Quand je parle, j'entends ma gorge vibrer du dedans. Cette voix est la mienne. Elle ne se superpose à celle d'aucun autre. Incomparable, elle m'affecte directement, sans aucun détour.
Par cette faculté par laquelle je m'entends doublement, une fois de l'intérieur et une autre de l'extérieur, je diffère d'autres êtres sonores comme le cristal et le métal. C'est ma particularité, mon propre, mon être. Mon audition a une structure auto-affective qui rend la bouche et l'oreille indissociables. C'est l'essence de la parole.
Cette voix, qui est la mienne, est en même temps intercorporelle. C'est une chair qui a deux côtés comme un corps (senti et sentant), qui unit le parlant et l'entendant.
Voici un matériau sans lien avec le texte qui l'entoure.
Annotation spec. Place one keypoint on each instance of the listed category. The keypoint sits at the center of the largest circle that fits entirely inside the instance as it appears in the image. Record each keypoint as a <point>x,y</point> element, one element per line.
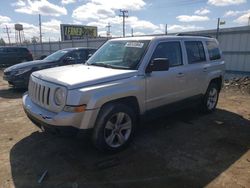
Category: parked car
<point>123,82</point>
<point>13,55</point>
<point>18,75</point>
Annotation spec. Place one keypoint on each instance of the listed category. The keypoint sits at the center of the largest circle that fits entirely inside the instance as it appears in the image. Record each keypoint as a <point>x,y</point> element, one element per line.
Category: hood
<point>75,76</point>
<point>27,64</point>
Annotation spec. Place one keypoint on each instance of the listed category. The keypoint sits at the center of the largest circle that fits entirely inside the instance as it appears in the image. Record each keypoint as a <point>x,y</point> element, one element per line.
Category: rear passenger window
<point>213,50</point>
<point>170,50</point>
<point>195,52</point>
<point>12,50</point>
<point>23,50</point>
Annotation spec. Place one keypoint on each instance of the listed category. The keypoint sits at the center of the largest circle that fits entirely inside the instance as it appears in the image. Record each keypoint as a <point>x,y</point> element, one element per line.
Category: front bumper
<point>62,121</point>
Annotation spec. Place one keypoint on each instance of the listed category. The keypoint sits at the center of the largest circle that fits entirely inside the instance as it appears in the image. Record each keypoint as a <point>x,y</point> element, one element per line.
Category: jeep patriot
<point>125,79</point>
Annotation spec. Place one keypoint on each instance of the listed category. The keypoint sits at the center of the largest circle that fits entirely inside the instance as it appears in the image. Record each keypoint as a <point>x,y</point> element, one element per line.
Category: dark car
<point>13,55</point>
<point>18,75</point>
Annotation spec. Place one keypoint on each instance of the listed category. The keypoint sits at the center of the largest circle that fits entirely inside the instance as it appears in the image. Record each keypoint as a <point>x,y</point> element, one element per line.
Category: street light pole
<point>123,15</point>
<point>218,28</point>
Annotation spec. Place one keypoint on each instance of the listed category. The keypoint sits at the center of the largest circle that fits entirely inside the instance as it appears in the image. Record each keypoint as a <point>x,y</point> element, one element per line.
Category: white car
<point>124,80</point>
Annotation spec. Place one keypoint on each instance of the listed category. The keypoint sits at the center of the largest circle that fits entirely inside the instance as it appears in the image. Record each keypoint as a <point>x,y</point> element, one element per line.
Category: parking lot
<point>185,149</point>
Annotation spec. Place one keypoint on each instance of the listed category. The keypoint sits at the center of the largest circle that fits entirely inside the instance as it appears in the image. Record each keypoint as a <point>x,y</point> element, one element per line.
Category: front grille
<point>42,93</point>
<point>39,93</point>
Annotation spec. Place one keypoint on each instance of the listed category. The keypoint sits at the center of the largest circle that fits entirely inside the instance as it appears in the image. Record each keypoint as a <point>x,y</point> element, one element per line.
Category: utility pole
<point>218,28</point>
<point>108,30</point>
<point>124,14</point>
<point>40,28</point>
<point>7,30</point>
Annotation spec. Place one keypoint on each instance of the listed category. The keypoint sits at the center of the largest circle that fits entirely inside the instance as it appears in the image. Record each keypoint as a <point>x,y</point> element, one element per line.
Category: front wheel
<point>211,97</point>
<point>114,128</point>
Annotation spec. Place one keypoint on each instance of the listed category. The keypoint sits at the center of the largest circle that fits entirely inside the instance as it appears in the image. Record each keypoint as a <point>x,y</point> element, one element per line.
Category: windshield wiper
<point>101,65</point>
<point>106,65</point>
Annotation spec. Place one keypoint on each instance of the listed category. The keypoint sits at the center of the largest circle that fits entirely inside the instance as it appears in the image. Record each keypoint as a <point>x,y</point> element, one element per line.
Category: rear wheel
<point>114,128</point>
<point>211,97</point>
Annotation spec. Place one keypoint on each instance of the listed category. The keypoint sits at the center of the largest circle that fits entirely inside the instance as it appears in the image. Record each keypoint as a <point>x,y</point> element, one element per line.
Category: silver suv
<point>124,80</point>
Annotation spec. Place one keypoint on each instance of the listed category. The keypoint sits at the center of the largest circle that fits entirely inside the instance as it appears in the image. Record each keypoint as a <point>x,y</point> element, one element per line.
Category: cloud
<point>98,9</point>
<point>137,24</point>
<point>225,2</point>
<point>202,11</point>
<point>122,4</point>
<point>66,2</point>
<point>52,26</point>
<point>4,19</point>
<point>192,18</point>
<point>231,13</point>
<point>92,11</point>
<point>42,7</point>
<point>244,19</point>
<point>182,28</point>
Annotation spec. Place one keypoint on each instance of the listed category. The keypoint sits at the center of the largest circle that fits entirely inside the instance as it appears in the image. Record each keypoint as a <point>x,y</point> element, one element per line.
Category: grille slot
<point>42,93</point>
<point>39,93</point>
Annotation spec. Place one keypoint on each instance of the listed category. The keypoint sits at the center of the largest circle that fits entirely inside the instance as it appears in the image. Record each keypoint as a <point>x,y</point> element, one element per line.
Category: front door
<point>164,87</point>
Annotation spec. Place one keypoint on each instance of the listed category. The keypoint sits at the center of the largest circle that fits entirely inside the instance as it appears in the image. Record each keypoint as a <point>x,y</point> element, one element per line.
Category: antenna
<point>40,28</point>
<point>124,14</point>
<point>108,31</point>
<point>7,30</point>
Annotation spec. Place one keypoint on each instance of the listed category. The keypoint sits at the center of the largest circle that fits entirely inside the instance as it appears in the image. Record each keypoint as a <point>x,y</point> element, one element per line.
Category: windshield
<point>119,54</point>
<point>57,55</point>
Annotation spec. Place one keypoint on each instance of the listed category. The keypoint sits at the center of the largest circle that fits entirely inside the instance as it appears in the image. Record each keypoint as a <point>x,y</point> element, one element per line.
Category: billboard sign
<point>75,32</point>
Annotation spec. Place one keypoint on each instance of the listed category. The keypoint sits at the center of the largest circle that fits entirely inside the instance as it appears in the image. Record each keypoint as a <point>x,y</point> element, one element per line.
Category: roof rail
<point>197,35</point>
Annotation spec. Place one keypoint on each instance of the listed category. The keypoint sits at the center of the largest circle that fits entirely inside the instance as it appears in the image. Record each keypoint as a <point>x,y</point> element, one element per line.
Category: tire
<point>210,99</point>
<point>114,128</point>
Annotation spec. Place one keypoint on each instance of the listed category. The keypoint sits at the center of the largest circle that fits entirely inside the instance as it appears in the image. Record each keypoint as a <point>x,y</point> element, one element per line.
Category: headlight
<point>21,71</point>
<point>60,96</point>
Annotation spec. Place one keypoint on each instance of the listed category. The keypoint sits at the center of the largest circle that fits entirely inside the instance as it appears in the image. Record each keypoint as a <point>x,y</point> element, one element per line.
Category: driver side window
<point>170,50</point>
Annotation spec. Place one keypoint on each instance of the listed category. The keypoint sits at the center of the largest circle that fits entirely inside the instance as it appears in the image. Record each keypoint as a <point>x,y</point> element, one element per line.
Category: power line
<point>124,14</point>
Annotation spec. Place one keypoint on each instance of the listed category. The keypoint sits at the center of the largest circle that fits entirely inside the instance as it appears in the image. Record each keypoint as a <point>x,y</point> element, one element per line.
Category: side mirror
<point>69,59</point>
<point>158,64</point>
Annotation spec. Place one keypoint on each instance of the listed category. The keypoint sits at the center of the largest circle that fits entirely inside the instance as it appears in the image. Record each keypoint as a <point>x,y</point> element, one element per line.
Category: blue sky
<point>145,17</point>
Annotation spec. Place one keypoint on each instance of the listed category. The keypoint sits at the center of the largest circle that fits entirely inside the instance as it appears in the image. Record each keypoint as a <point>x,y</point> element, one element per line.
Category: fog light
<point>80,108</point>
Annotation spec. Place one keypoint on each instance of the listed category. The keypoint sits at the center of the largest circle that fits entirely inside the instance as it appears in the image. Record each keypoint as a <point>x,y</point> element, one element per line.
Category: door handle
<point>180,74</point>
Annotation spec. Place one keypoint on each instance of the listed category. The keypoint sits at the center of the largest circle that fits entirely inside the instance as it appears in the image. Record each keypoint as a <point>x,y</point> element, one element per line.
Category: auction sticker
<point>134,44</point>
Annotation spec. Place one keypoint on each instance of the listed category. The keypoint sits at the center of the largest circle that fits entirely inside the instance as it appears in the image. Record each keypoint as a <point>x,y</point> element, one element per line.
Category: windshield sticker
<point>134,44</point>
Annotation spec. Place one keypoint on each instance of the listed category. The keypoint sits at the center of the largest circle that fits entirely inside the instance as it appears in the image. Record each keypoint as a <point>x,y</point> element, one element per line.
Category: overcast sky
<point>145,17</point>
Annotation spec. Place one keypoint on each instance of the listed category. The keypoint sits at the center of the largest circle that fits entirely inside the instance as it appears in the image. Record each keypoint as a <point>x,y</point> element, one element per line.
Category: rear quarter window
<point>170,50</point>
<point>195,52</point>
<point>12,50</point>
<point>23,50</point>
<point>213,50</point>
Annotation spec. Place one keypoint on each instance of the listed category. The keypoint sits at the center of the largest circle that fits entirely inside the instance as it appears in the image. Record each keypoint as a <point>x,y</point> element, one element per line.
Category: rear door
<point>164,87</point>
<point>197,66</point>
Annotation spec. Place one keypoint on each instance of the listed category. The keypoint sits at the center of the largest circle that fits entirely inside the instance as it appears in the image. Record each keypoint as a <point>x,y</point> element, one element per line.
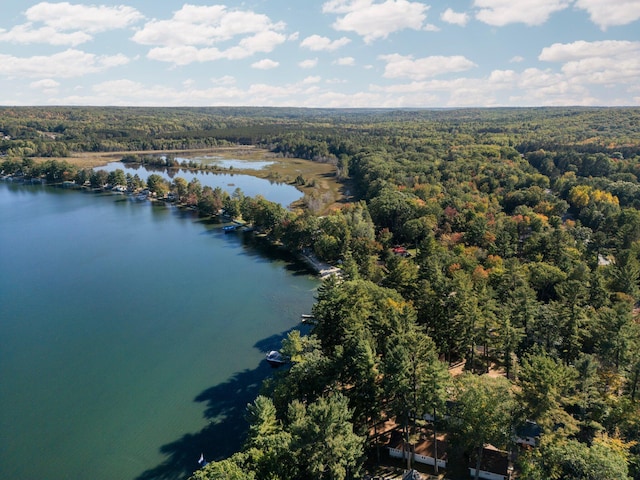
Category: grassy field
<point>320,179</point>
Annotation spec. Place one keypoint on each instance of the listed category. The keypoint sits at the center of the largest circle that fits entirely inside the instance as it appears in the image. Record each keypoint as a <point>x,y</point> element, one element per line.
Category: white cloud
<point>47,85</point>
<point>27,34</point>
<point>68,64</point>
<point>90,18</point>
<point>193,31</point>
<point>605,62</point>
<point>562,52</point>
<point>455,18</point>
<point>309,63</point>
<point>224,80</point>
<point>310,80</point>
<point>346,61</point>
<point>399,66</point>
<point>67,24</point>
<point>606,13</point>
<point>530,12</point>
<point>376,20</point>
<point>265,64</point>
<point>317,43</point>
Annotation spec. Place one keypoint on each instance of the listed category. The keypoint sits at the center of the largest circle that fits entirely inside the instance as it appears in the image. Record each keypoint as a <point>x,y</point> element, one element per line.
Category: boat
<point>275,358</point>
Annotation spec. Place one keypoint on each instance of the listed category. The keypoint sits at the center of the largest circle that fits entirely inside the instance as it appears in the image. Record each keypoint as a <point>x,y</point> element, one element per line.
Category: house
<point>494,465</point>
<point>449,407</point>
<point>401,251</point>
<point>528,434</point>
<point>412,475</point>
<point>423,451</point>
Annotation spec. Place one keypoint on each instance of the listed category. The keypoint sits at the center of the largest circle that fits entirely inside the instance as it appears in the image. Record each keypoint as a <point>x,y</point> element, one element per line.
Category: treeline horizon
<point>524,226</point>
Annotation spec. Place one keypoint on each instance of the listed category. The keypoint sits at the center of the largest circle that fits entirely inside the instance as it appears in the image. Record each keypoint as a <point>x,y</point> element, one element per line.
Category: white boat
<point>275,358</point>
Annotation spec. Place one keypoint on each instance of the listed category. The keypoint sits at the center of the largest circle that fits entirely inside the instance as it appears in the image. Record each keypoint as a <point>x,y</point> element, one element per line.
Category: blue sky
<point>331,53</point>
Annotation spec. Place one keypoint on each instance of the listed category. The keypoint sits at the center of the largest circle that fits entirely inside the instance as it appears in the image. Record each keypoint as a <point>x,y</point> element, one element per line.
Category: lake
<point>132,334</point>
<point>251,186</point>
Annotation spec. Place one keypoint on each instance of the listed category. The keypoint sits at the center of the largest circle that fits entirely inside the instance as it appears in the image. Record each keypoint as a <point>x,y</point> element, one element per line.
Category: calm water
<point>251,186</point>
<point>132,336</point>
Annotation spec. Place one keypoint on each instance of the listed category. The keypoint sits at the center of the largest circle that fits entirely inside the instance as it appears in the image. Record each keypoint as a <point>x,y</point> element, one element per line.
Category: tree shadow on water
<point>225,410</point>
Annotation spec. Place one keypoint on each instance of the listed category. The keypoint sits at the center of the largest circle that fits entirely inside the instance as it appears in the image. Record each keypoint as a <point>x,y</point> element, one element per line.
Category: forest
<point>490,279</point>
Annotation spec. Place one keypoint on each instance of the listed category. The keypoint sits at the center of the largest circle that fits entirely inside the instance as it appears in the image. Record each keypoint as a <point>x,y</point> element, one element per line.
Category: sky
<point>321,53</point>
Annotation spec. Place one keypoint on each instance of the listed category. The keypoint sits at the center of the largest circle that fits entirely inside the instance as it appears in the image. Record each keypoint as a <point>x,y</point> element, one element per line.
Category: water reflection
<point>278,192</point>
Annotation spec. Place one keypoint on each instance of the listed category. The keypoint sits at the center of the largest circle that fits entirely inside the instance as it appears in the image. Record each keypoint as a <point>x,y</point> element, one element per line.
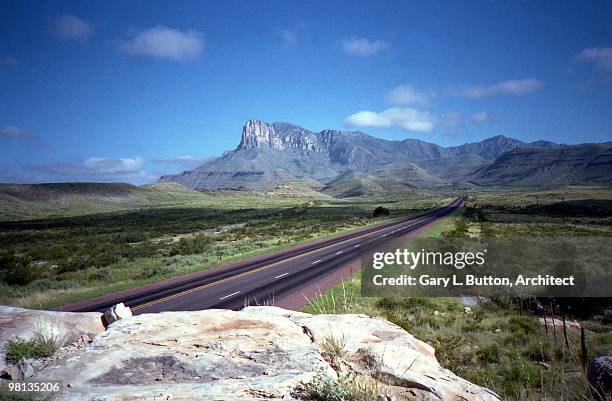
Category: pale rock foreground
<point>259,353</point>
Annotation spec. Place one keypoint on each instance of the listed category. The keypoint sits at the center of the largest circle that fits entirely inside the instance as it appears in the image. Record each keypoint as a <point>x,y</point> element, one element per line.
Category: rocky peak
<point>278,135</point>
<point>258,134</point>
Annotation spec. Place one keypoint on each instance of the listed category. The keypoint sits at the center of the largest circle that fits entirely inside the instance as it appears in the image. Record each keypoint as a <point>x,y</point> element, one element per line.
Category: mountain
<point>282,151</point>
<point>356,164</point>
<point>587,164</point>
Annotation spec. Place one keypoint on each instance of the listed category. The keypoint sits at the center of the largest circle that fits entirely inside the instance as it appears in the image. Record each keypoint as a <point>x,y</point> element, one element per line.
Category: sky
<point>128,91</point>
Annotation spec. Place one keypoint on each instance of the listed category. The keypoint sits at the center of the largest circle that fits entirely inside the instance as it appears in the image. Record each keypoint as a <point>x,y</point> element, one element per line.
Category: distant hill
<point>354,163</point>
<point>26,201</point>
<point>588,164</point>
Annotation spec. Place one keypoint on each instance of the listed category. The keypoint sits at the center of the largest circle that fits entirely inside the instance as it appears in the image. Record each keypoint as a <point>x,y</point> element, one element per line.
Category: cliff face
<point>259,353</point>
<point>270,152</point>
<point>279,136</point>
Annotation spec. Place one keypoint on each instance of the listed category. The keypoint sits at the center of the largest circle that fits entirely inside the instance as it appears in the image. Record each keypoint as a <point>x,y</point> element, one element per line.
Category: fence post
<point>583,350</point>
<point>564,330</point>
<point>552,314</point>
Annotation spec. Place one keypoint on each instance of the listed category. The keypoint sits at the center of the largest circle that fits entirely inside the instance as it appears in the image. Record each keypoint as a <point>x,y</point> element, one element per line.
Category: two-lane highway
<point>262,279</point>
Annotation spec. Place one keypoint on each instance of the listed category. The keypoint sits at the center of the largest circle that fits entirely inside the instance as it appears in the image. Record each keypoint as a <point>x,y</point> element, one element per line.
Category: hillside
<point>281,151</point>
<point>588,164</point>
<point>25,201</point>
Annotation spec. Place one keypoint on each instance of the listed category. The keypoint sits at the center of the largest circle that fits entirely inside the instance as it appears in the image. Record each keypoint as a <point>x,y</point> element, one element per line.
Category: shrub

Elle est le point d'insertion du parler et du penser. Le visible et le sensible s'y enroulent sur eux-mêmes, donnant le modèle transcendantal du manger, du baiser, du se toucher.
Au plus proche de moi, j'ai la certitude de m'entendre. C'est la condition de toute idée et de toute vérité, de l'idée même de vérité. Le logos y est présent à soi-même dans le signe et la signification. Il peut se produire comme histoire et comme phénomène.
Quand j'entends l'autre, ses vociférations produisent en moi leur écho moteur. C'est effrayant et familier.